This is a very well written comprehensive insight on the "value of content" topic here on Hive. I hope more users take the time to read your thoughts @acidyo.
Most other social media platforms wouldn't pay most of our content creators a dime creating content on their platforms.
This was something I comprehended from the start and in the real world I physically show people my blog while they are sitting on their phone doing that scroll thing that people do for hours just liking short little videos and quotes. Not saying there's anything wrong with that, but we can spend those hours with likes that add value to the content we like and support communities. I try to deliver it in very simple terms to people, and they seem to understand just fine but for whatever reason don't want to take the time to even check it out, while I'm like "but I got these things called account tickets and can give you an instant account in minutes." Nope, they need to continue scrolling that fb feed for some reason...
The biggest winners on the other hand are those who come here with nothing, work their way into posting, commenting and receiving upvotes consistently and there's nothing wrong with that, it is after all the way the platform is designed. The gray area is when those content creators don't bring anything else of value to the platform and there's evidence that their content isn't even being consumed by accounts within the ecosystem thus the rewards they're earning is in one way "unfair".

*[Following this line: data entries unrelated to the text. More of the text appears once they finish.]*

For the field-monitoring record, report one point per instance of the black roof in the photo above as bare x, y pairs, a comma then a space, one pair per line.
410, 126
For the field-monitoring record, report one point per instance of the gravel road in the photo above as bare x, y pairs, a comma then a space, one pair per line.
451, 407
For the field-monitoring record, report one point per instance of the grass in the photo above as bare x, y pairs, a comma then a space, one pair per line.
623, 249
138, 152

I agree with this, and I'm not sure if the average user sees this or even cares, but it's a good insight for curators who have heavier influence over the share pool.

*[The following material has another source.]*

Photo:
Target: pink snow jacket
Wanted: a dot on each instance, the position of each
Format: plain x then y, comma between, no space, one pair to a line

If a blogger has a talent that others find to be valuable content, there's usually communities dedicated to the content, and it offers the community of that content very little if the blogger doesn't respond to comments. Comments oftentimes are filled with questions from people genuinely interested in learning. It's also important in my mind to check out the accounts of the person commenting and decide what they are doing on Hive from a personal perspective. A perceptive individual with some experience on Hive will know in about 30 seconds what kind of blogger they are dealing with. I bet every talented blogger on Hive has at least 1 or 2 accounts commenting just for the upvote they know they are going to get for their comment, but that's another topic that's somewhat entwined into this one.
There's so many ways a blogger can even increase their influence to a community they love. I love the @canna-curate community, so part of my strategy for increasing my support to the community is through leasing HP, then I can reward comments without sacrificing my post support, and can even give a nice upvote for a very well thought out comment that I know took the person at least an hour to compose. That's what makes all the difference from places that offer no value to their users.
On Hive it's the users who run the show, not the show that runs the users.
Thanks for your hard work and dedication to Hive @acidyo.